TradingAgents/docs/agent/decisions/015-mongodb-report-store-re...

114 lines
4.2 KiB
Markdown

# ADR 015 — MongoDB Report Store, Run-ID Namespacing, and Reflexion Memory
**Status**: superseded by ADR 018
**Date**: 2026-03-24
**Deciders**: @aguzererler
> **Superseded**: The `run_id` namespacing described here has been replaced by
> `flow_id`-based layout. The MongoDB vs local storage decision guide has been
> expanded in ADR 018, which is now the canonical reference.
## Context
Three problems with the existing filesystem report store:
1. **Same-day overwrites** — Re-running `scan`, `pipeline`, or `auto` on the
same day silently overwrites earlier results because all reports land in
the same flat directory (`reports/daily/{date}/…`).
2. **Read/write consistency** — If we simply add a `run_id` to filenames or
paths, all existing code that reads from fixed paths (e.g.
`load_scan(date)`, `load_analysis(date, ticker)`, the directory iteration
in `run_portfolio`) breaks.
3. **No learning from past decisions** — Agent decisions are fire-and-forget.
There is no mechanism for agents to *reflect* on the accuracy of previous
calls and adjust accordingly.
## Decisions
### 1. Run-ID Namespacing (Filesystem)
All path helpers in `report_paths.py` accept an optional `run_id`. When set:
```
reports/daily/{date}/runs/{run_id}/market/…
reports/daily/{date}/runs/{run_id}/{TICKER}/…
reports/daily/{date}/runs/{run_id}/portfolio/…
```
A `latest.json` pointer at the date level is updated on every write:
```json
{"run_id": "abc12345", "updated_at": "2026-03-24T12:00:00Z"}
```
Load methods resolve through the pointer when no `run_id` is specified,
falling back to the legacy flat layout for backward compatibility.
### 2. MongoDB Report Store
`MongoReportStore` stores each report as a MongoDB document with `run_id`,
`date`, `report_type`, `ticker`, and `portfolio_id` as natural keys. Multiple
runs on the same day create separate documents — no overwrites by design.
Load methods return the most recent document (sorted by `created_at DESC`)
unless a specific `run_id` is requested.
### 3. Store Factory
`create_report_store(run_id=…)` returns:
- `MongoReportStore` when `TRADINGAGENTS_MONGO_URI` is set (or `mongo_uri` param)
- `ReportStore` (filesystem) otherwise
MongoDB failures fall back to filesystem with a warning log.
### 4. Reflexion Memory
`ReflexionMemory` stores decisions with rationale and later associates
outcomes. Backed by MongoDB when available, local JSON file otherwise.
Key methods:
- `record_decision(ticker, date, decision, rationale, confidence)`
- `record_outcome(ticker, decision_date, outcome)` — feedback loop
- `get_history(ticker, limit)` — recent decisions for a ticker
- `build_context(ticker, limit)` — formatted string for agent prompts
## Consequences & Constraints
### MUST
- **All report writes use a `run_id`** — engine methods generate one via
`generate_run_id()` at the start of each run.

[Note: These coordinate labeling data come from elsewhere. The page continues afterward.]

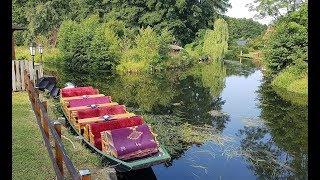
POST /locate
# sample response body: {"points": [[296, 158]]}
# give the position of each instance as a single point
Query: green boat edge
{"points": [[122, 166]]}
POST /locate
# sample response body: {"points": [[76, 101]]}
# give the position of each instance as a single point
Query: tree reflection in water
{"points": [[183, 106], [279, 148]]}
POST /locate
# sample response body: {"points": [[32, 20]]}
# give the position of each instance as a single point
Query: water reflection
{"points": [[186, 109], [279, 148], [245, 68]]}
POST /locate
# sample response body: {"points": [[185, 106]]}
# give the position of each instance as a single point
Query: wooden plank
{"points": [[81, 97], [86, 107], [14, 87], [23, 86], [18, 77], [98, 119], [57, 127], [41, 70], [31, 70]]}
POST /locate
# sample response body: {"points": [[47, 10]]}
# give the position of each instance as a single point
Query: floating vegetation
{"points": [[201, 167], [254, 122], [215, 113]]}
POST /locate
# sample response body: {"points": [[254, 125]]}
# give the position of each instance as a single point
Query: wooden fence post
{"points": [[37, 106], [62, 120], [85, 174], [44, 122], [57, 127]]}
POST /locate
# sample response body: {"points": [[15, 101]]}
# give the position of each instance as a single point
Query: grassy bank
{"points": [[293, 79], [50, 58], [30, 159]]}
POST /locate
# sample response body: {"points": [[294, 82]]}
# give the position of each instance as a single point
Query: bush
{"points": [[293, 79]]}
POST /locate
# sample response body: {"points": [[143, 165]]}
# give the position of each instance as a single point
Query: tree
{"points": [[274, 8], [182, 18], [242, 28], [288, 44], [216, 41]]}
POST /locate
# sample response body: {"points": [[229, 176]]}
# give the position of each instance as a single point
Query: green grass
{"points": [[30, 158], [294, 79], [50, 58]]}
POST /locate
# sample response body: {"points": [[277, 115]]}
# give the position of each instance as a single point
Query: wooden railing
{"points": [[45, 124], [18, 67]]}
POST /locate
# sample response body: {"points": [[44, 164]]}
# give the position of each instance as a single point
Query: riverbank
{"points": [[293, 79], [30, 159]]}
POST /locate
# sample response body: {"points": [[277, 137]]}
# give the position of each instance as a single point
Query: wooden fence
{"points": [[18, 67], [46, 126]]}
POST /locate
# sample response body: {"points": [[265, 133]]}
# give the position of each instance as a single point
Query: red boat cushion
{"points": [[80, 92], [76, 89], [130, 142], [89, 101], [110, 110], [97, 128]]}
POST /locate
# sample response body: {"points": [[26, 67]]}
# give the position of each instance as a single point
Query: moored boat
{"points": [[122, 137]]}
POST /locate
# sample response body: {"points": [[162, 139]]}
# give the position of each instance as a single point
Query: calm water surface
{"points": [[256, 134]]}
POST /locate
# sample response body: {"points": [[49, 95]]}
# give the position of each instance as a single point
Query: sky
{"points": [[239, 10]]}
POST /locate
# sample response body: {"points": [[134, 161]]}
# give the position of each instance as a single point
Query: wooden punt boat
{"points": [[83, 130]]}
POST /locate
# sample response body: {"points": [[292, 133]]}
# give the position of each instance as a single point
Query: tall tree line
{"points": [[183, 18]]}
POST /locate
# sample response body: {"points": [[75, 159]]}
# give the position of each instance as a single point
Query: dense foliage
{"points": [[287, 52], [210, 44], [275, 8], [243, 29], [80, 42], [182, 18]]}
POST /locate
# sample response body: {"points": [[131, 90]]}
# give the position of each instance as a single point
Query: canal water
{"points": [[218, 121]]}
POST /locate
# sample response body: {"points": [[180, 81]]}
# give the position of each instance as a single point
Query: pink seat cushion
{"points": [[66, 90], [80, 92], [89, 101], [130, 142], [96, 128], [110, 110]]}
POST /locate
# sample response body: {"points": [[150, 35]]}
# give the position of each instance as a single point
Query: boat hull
{"points": [[120, 165]]}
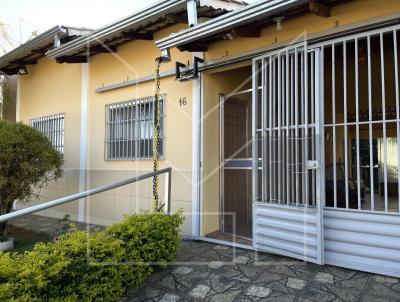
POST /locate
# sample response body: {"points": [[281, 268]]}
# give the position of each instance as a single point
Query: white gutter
{"points": [[261, 9], [159, 8]]}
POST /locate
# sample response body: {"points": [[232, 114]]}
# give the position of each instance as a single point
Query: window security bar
{"points": [[52, 126], [63, 200], [130, 127]]}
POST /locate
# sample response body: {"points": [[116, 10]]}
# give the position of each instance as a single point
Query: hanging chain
{"points": [[156, 136]]}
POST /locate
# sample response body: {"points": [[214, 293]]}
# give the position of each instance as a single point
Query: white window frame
{"points": [[129, 129], [53, 127]]}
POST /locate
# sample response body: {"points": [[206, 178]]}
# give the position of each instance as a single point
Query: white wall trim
{"points": [[83, 139], [196, 151], [18, 101]]}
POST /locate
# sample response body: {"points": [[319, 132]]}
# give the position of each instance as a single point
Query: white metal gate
{"points": [[287, 215]]}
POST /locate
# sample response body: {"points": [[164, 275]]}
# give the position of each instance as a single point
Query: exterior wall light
{"points": [[22, 70]]}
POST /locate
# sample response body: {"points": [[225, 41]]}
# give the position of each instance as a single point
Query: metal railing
{"points": [[63, 200]]}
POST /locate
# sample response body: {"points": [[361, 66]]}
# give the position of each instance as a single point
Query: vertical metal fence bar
{"points": [[302, 128], [371, 158], [273, 104], [312, 121], [396, 79], [264, 91], [357, 125], [296, 110], [384, 121], [279, 129], [306, 126], [287, 129], [346, 163], [292, 131], [270, 129]]}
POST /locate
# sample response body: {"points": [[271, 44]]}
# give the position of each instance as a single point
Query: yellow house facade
{"points": [[281, 122]]}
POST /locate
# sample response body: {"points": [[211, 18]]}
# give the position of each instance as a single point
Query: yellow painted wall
{"points": [[135, 60], [51, 88], [54, 88]]}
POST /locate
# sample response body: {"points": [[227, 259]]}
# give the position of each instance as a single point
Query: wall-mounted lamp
{"points": [[22, 70], [278, 21]]}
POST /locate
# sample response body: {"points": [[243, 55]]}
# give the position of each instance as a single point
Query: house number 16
{"points": [[183, 101]]}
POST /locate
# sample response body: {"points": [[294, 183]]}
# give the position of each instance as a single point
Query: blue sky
{"points": [[23, 17]]}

- **All report reads resolve through `latest.json`** — when no `run_id` is
specified, the pointer file is consulted.
- **MongoDB is opt-in** — requires setting `TRADINGAGENTS_MONGO_URI`.
Filesystem remains the default.
- **Factory failures degrade gracefully** — if MongoDB is unreachable, the
filesystem store is used.
### MUST NOT
- **Never hard-code `ReportStore()` in engine run methods** — always use
`create_report_store(run_id=…)`.
- **Never assume flat layout for reads** — the directory iteration in
`run_portfolio` searches both `runs/*/` and the legacy flat layout.
### Actionable Rules
1. When writing a report, always use a store with `run_id` set.

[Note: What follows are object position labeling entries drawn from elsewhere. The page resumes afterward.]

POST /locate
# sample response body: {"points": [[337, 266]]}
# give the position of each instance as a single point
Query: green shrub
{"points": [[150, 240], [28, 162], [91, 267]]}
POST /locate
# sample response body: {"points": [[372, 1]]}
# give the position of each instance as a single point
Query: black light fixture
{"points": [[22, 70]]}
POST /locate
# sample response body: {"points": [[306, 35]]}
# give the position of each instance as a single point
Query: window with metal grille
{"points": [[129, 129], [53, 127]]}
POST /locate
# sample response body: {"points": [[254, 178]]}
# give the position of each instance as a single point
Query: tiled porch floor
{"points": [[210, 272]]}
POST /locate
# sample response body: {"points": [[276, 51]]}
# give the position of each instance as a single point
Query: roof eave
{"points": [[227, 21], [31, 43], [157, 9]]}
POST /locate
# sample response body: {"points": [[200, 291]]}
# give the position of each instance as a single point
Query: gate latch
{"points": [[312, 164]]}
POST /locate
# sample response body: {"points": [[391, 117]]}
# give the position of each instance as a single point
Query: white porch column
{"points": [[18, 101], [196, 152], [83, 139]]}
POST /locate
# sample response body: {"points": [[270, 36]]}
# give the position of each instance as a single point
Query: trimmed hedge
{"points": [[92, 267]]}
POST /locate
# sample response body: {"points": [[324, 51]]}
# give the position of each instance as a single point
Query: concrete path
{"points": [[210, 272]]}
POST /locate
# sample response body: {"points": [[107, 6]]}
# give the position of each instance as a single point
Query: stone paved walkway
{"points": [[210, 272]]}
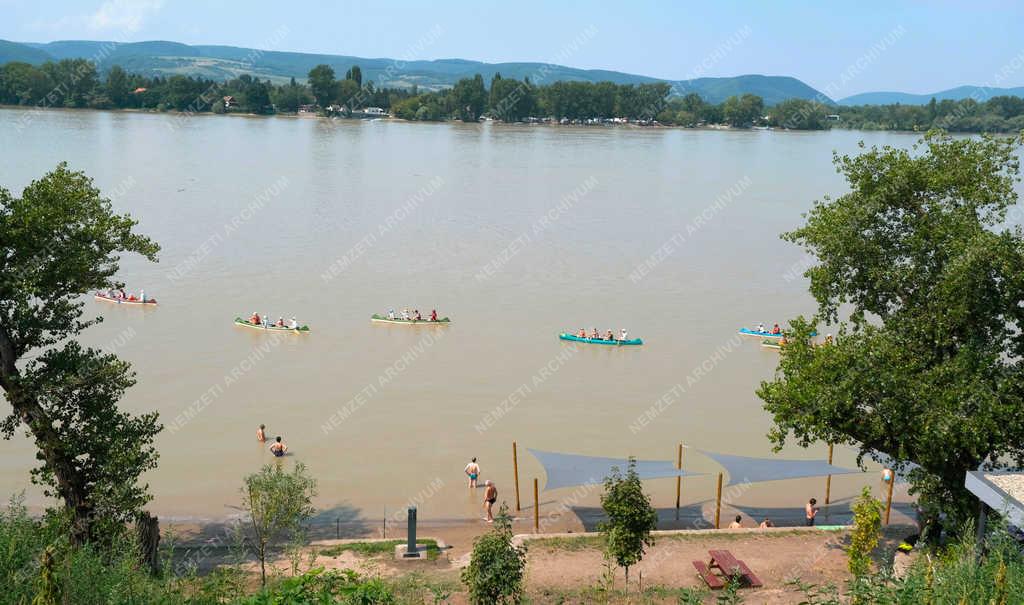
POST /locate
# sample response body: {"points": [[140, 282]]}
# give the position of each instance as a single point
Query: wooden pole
{"points": [[828, 478], [537, 508], [679, 477], [889, 501], [718, 503], [515, 472]]}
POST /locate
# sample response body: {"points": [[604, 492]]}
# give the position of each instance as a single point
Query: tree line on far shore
{"points": [[77, 83]]}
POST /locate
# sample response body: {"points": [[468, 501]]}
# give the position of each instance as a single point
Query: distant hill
{"points": [[12, 51], [979, 93], [220, 62]]}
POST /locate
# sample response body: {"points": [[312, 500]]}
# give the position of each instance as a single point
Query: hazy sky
{"points": [[840, 48]]}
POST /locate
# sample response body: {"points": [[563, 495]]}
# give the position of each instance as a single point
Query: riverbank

2. When reading a report (for skip-if-exists checks or loading data),
use a store *without* `run_id` — it will resolve to the latest.

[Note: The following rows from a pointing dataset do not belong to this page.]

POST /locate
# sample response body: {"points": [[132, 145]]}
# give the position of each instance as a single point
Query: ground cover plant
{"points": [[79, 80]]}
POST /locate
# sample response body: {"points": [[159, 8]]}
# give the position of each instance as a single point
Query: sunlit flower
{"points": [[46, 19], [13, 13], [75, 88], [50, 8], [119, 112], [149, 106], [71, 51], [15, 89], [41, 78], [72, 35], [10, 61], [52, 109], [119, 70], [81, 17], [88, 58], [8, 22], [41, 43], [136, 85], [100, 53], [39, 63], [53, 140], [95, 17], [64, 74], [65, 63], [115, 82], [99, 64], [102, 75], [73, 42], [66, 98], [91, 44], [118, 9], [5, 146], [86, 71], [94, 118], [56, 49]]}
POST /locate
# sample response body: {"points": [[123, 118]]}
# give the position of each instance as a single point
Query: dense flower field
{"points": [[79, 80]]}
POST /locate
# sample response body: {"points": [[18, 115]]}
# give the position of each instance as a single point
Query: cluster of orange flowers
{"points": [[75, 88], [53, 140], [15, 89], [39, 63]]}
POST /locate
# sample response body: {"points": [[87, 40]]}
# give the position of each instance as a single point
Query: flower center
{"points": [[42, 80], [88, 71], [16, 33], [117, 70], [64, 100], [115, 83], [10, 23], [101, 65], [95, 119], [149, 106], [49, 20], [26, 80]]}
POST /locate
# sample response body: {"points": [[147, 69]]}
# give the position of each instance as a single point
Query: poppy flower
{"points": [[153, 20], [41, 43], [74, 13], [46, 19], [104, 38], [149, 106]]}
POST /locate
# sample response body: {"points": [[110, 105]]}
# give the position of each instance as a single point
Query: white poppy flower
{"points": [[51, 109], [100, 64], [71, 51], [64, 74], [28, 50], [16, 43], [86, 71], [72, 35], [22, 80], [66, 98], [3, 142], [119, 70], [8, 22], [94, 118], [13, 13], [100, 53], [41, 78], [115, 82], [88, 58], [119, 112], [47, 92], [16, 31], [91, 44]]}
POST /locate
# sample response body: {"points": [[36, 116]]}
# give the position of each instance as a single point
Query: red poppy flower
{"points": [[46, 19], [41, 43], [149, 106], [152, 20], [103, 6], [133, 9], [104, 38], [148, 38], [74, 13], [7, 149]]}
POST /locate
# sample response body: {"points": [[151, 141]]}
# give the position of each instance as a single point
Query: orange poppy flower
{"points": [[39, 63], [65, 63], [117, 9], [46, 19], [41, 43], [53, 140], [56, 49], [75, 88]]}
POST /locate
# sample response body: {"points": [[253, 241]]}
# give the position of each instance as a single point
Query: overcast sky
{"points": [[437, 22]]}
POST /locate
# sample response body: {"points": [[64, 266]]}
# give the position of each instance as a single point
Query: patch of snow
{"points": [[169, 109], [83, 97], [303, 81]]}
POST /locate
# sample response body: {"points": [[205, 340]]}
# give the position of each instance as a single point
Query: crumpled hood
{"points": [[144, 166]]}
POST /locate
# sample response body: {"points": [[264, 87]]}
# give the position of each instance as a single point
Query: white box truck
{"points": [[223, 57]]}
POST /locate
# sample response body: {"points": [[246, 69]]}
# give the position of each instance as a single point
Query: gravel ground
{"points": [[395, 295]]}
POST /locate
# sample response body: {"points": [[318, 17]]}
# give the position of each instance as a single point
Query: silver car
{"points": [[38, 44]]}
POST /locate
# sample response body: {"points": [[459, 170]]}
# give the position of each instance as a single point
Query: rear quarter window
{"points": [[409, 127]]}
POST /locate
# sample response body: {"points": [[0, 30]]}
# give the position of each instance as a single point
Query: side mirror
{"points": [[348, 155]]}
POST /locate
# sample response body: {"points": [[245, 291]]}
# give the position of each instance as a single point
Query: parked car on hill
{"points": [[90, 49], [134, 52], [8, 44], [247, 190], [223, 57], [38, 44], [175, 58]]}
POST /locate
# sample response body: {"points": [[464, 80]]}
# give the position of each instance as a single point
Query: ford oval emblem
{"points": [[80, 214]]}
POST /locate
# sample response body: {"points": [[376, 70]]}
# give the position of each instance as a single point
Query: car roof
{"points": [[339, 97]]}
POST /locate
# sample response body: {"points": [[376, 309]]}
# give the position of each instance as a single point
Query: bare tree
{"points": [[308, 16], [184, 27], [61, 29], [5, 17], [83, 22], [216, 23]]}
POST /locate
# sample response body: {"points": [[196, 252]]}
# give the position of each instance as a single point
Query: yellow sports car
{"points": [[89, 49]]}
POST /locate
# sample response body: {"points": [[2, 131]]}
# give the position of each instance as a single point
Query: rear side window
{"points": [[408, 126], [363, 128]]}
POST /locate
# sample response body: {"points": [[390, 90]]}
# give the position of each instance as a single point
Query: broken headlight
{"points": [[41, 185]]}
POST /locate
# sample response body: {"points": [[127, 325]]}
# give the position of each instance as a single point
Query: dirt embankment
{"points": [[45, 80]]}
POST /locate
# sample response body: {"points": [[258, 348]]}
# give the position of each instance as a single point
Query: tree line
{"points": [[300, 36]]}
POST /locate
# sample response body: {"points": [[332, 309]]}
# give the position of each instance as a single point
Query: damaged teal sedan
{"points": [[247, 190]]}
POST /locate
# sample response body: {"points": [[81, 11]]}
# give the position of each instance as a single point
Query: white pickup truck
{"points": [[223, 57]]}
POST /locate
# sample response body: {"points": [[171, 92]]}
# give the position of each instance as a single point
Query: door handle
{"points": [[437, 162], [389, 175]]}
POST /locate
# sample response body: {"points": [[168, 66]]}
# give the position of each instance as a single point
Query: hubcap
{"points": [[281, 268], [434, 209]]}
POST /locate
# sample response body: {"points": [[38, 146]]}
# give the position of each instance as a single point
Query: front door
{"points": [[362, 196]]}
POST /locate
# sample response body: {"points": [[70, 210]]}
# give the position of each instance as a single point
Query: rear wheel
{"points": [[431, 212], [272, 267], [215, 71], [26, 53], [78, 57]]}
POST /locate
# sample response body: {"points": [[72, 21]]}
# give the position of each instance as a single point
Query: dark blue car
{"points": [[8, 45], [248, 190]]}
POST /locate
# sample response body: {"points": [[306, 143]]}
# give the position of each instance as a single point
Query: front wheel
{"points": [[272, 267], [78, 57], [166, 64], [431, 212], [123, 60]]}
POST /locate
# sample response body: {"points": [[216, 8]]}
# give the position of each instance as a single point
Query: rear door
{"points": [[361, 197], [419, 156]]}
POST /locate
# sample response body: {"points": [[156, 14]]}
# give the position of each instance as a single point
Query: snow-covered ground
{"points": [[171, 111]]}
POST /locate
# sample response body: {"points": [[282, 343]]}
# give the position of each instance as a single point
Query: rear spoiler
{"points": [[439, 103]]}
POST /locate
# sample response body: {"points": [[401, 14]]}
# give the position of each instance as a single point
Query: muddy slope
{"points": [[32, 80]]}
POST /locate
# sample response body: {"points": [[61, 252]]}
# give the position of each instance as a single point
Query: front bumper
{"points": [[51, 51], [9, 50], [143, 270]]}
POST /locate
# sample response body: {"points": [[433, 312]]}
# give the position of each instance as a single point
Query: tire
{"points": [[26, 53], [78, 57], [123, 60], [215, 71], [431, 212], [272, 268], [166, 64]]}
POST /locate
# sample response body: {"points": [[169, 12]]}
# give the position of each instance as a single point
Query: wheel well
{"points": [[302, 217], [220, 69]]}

3. The `daily_digest.md` is always at the date level (shared across runs).
4. `pymongo >= 4.12` is a required dependency (installed but optional at
runtime — only loaded when MongoDB URI is configured).
## Alternatives Considered
- **S3/GCS object store** — Rejected: adds cloud dependency for a local-first
tool. MongoDB is self-hostable.
- **SQLite for reports** — Rejected: lacks the flexible document model needed
for heterogeneous report types.
- **Redis for report caching** — Already in use for data caching, but not
suitable for persistent document storage.